Fig. 4. Swelling leads to an increased effector recruitment.

a G_s activation by the β2-AR is monitored by recruitment of the fluorescently tagged nanobody 37 (Nb37) at the plasma membrane of the cell together with overexpression of heterotrimeric G_s (panel a created with BioRender.com released under a Creative Commons Attribution-NonCommercial-NoDerivs 4.0 International license: https://creativecommons.org/licenses/by-nc-nd/4.0/deed.en); b representative (of n = 25 (control) and 41 (swelling) cells from 3 independent experiments) TIRF-M images of Nb37-eYFP expressed in HEK293-AD cells before and after application of 3 nM isoproterenol; c representative curve showing relative increase of membrane fluorescence collected as first 3 nM, and then at saturating 10 µM concentration of isoproterenol is added to the cell (normalized to baseline and 10 µM Iso response); d relative fluorescence increase measured upon Nb37-eYFP recruitment upon 3 nM isoproterenol stimulation in swollen vs non-swollen cells (mean ± SEM; n = 25 (control) and 41 (swelling) cells from 3 independent experiments; unpaired two-tailed t-test, p value < 0.0001); e recruitment of fluorescently tagged β-Arrestin-2 (β-Arr-2) by the β2-AR is monitored by its recruitment to the plasma membrane of the cell (panel e created with BioRender.com released under a Creative Commons Attribution-NonCommercial-NoDerivs 4.0 International license); f representative (of n = 34 (control) and 25 (swelling) cells from 3 independent experiments) TIRF-M images of βArr-2-eYFP expressed in HEK293-AD cells before and after application of 33 nM isoproterenol; g representative curve showing relative increase of membrane fluorescence collected as first 33 nM, and then at saturating 10 µM concentration of isoproterenol is added to the cell (normalized to baseline and 10 µM Iso response); h relative fluorescence increase measured upon β-Arr-2-eYFP recruitment upon 33 nM isoproterenol stimulation in swollen vs non-swollen cells (mean ± SEM; n = 34 (control) and 25 (swelling) cells from 3 independent experiments; unpaired two-tailed t-test; p value < 0.0001).

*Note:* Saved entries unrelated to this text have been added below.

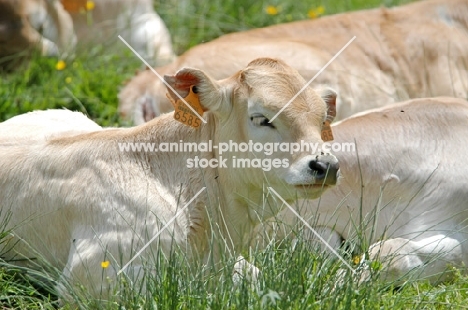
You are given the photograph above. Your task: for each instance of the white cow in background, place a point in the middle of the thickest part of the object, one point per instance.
(406, 177)
(77, 200)
(57, 28)
(411, 51)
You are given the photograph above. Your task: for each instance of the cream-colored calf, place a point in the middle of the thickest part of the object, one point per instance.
(56, 28)
(416, 50)
(405, 178)
(78, 200)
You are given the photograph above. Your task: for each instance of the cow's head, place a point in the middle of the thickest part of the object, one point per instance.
(38, 25)
(240, 109)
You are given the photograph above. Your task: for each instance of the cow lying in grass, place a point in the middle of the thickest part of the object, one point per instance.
(79, 200)
(416, 50)
(54, 28)
(402, 191)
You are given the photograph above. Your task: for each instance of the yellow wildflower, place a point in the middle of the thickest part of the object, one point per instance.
(90, 5)
(314, 13)
(60, 65)
(356, 259)
(271, 10)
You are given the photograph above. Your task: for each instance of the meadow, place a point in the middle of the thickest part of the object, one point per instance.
(294, 276)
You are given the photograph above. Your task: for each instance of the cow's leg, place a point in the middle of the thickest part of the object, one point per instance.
(329, 238)
(245, 271)
(399, 258)
(94, 262)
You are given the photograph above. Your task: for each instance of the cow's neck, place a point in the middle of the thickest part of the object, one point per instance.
(224, 195)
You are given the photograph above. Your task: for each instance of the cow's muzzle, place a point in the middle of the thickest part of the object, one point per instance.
(324, 171)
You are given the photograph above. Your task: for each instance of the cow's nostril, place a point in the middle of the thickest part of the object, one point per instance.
(319, 169)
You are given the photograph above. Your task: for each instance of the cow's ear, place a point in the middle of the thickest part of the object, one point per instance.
(207, 89)
(329, 96)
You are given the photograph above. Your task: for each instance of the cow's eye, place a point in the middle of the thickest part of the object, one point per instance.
(260, 120)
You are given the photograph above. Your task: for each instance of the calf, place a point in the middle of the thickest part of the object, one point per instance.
(55, 28)
(401, 190)
(76, 200)
(416, 50)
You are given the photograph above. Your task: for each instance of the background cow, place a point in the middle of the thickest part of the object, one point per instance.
(416, 50)
(76, 201)
(401, 191)
(55, 28)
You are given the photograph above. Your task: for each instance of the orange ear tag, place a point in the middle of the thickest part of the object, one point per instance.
(183, 113)
(327, 134)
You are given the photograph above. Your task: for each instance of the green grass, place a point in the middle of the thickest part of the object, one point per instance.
(293, 277)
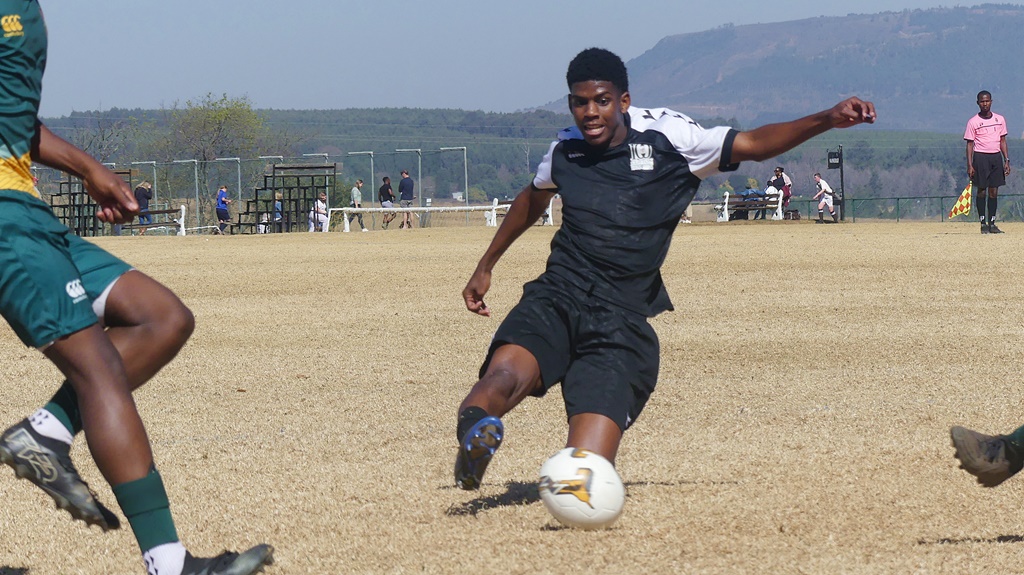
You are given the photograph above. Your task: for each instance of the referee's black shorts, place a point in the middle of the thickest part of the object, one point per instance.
(606, 358)
(988, 170)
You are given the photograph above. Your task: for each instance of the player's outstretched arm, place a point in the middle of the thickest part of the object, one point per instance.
(768, 141)
(525, 210)
(117, 203)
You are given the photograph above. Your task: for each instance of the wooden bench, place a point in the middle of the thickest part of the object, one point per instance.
(178, 223)
(733, 205)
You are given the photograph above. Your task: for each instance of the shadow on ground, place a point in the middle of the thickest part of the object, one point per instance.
(517, 493)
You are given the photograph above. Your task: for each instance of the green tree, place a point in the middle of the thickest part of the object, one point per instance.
(211, 128)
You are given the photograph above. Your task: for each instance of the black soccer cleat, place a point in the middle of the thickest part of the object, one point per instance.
(475, 451)
(229, 563)
(991, 459)
(46, 462)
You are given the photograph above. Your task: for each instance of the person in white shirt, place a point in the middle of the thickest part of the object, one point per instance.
(825, 193)
(317, 216)
(356, 202)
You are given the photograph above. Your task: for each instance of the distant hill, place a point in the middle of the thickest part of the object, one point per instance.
(923, 69)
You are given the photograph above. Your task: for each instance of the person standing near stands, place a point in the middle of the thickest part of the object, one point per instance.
(825, 193)
(317, 214)
(780, 181)
(223, 217)
(356, 202)
(143, 193)
(386, 196)
(406, 196)
(279, 212)
(107, 326)
(987, 159)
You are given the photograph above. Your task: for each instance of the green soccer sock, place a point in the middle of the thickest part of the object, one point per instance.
(64, 406)
(144, 503)
(1017, 437)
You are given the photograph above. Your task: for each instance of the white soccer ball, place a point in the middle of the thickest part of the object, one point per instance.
(582, 489)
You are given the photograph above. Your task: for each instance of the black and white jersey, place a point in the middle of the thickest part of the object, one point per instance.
(621, 205)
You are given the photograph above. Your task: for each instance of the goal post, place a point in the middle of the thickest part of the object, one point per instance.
(454, 216)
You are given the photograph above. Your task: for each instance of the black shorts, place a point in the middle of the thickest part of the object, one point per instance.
(606, 358)
(988, 171)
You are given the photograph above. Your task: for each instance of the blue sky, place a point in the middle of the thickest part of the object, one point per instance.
(373, 53)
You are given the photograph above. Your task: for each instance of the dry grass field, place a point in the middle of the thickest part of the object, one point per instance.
(809, 379)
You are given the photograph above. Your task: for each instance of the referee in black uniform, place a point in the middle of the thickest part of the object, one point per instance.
(625, 177)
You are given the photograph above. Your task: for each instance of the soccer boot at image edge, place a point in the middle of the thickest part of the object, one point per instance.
(46, 462)
(991, 459)
(475, 451)
(229, 563)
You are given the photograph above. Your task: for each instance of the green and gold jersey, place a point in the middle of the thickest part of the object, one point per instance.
(23, 58)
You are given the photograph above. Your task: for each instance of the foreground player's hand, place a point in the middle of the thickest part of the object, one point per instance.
(474, 292)
(852, 112)
(117, 203)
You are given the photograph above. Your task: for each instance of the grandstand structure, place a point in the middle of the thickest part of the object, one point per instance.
(299, 185)
(73, 206)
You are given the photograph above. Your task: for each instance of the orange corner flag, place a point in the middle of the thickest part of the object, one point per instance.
(963, 206)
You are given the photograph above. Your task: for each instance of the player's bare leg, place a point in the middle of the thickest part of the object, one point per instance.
(595, 433)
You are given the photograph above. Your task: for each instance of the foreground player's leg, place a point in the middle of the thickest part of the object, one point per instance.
(595, 433)
(992, 205)
(991, 459)
(148, 326)
(511, 376)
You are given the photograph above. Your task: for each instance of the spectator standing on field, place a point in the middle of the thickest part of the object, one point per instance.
(987, 159)
(143, 193)
(584, 322)
(406, 196)
(317, 214)
(825, 193)
(356, 202)
(386, 196)
(223, 217)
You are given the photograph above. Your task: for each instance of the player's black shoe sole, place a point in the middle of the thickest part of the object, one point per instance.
(991, 459)
(475, 451)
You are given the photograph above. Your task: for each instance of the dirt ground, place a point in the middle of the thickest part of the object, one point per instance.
(809, 378)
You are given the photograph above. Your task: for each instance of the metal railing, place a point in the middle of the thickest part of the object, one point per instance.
(932, 208)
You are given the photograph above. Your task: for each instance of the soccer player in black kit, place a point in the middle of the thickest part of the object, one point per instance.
(625, 180)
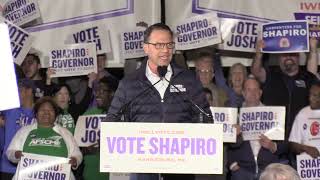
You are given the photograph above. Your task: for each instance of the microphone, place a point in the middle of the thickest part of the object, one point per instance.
(162, 70)
(202, 111)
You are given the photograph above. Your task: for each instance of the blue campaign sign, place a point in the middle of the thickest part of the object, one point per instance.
(314, 22)
(285, 37)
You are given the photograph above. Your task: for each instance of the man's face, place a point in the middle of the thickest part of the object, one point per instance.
(103, 95)
(101, 60)
(251, 92)
(204, 71)
(162, 56)
(289, 63)
(237, 76)
(46, 115)
(30, 67)
(62, 98)
(314, 97)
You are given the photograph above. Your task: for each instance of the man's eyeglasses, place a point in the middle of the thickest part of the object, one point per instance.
(169, 45)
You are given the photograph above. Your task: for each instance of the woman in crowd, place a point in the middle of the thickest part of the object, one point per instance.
(236, 78)
(46, 129)
(61, 94)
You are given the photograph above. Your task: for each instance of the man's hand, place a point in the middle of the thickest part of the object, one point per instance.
(50, 72)
(267, 143)
(312, 151)
(73, 162)
(18, 154)
(92, 77)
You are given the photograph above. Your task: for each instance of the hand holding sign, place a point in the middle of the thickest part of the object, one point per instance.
(312, 151)
(18, 154)
(73, 162)
(267, 143)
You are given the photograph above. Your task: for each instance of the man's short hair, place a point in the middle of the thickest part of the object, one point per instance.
(316, 84)
(157, 26)
(277, 171)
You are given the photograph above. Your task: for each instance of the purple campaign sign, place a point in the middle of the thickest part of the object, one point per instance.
(285, 37)
(314, 22)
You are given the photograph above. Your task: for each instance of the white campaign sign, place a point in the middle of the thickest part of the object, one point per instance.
(9, 96)
(227, 117)
(239, 35)
(60, 19)
(267, 120)
(157, 147)
(95, 34)
(131, 43)
(34, 166)
(313, 131)
(87, 131)
(21, 42)
(198, 31)
(308, 168)
(73, 60)
(20, 12)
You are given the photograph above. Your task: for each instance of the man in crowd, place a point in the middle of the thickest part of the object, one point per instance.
(288, 86)
(247, 160)
(31, 68)
(305, 126)
(205, 71)
(159, 102)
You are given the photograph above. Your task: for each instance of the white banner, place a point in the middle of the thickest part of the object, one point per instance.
(73, 60)
(239, 35)
(131, 43)
(9, 96)
(158, 147)
(33, 166)
(267, 120)
(308, 168)
(61, 18)
(198, 31)
(227, 117)
(285, 37)
(20, 12)
(87, 131)
(119, 176)
(21, 41)
(313, 131)
(241, 11)
(96, 34)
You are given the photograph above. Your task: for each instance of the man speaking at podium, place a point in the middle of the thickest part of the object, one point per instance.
(160, 91)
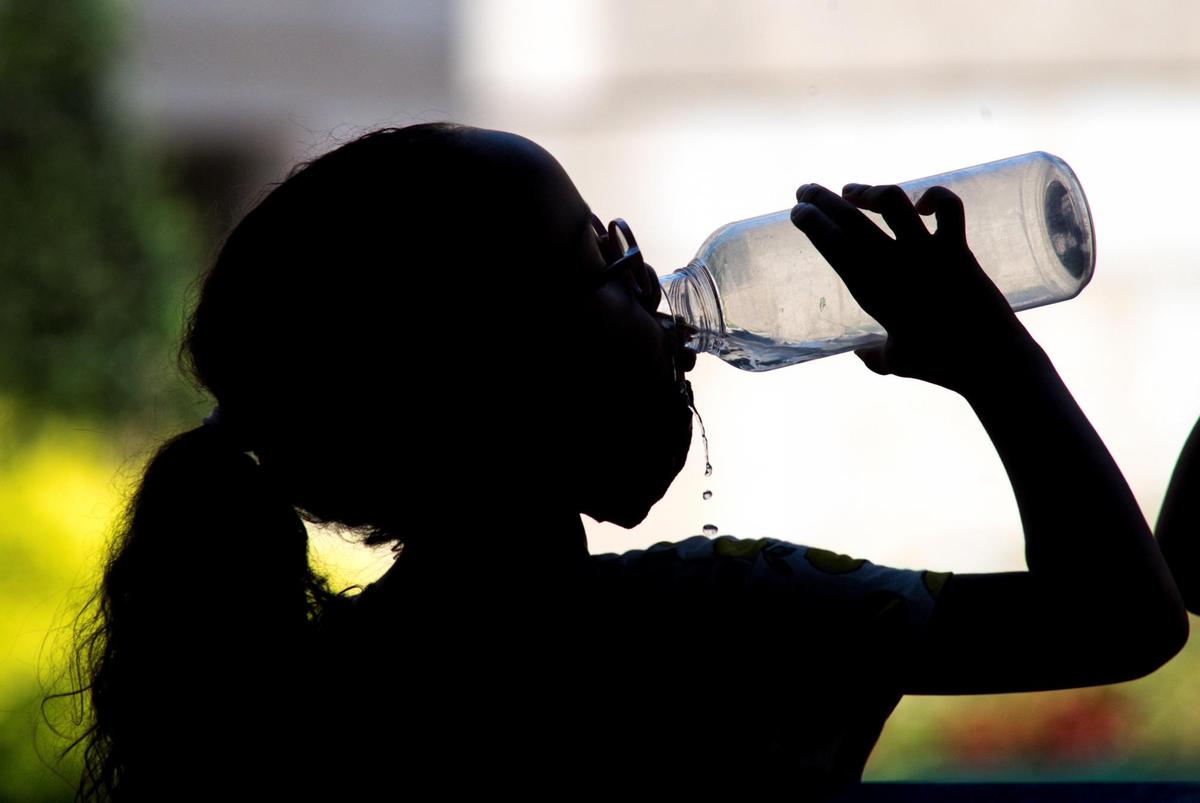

Source data are provided as a Source Data file.

Fig. 5. Swelling favors an active receptor conformation.

a Ligand binding affinity is determined by employing a fluorescently labeled ligand and measuring the degree of fluorescence anisotropy (panel a created with BioRender.com released under a Creative Commons Attribution-NonCommercial-NoDerivs 4.0 International license: https://creativecommons.org/licenses/by-nc-nd/4.0/deed.en); b average curve of increasing concentrations of isoproterenol displacing 2 nM of fluorescently labeled JE1319 from the β2-AR in swollen and non-swollen cells with the corresponding log(Ki) values; c pairwise comparison of log(Ki) values obtained from single experiments and the average of the difference overlay (for b and c - mean ± SEM; n = 6 plates from 5 independent experiments; paired two-tailed t-test; p value 0.012); d conformational activation of the β2-AR is monitored by recruitment at the plasma membrane of the cell by employing the fluorescently tagged nanobody 80 (Nb80) (panel d created with Biorender.com released under a Creative Commons Attribution-NonCommercial-NoDerivs 4.0 International license: https://creativecommons.org/licenses/by-nc-nd/4.0/deed.en); e averaged time-sequence of the relative increase of membrane fluorescence collected as increasing concentrations of Iso are added to the cells (normalized to baseline and 10 μM Iso response); f the resulting averaged concentration response curves for cells in isotonic and swelling media and associated log(EC₅₀) values (for e and f - mean ± SEM; n = 46 (control) and 45 (swelling) cells from 5 independent experiments). Source data are provided as a Source Data file.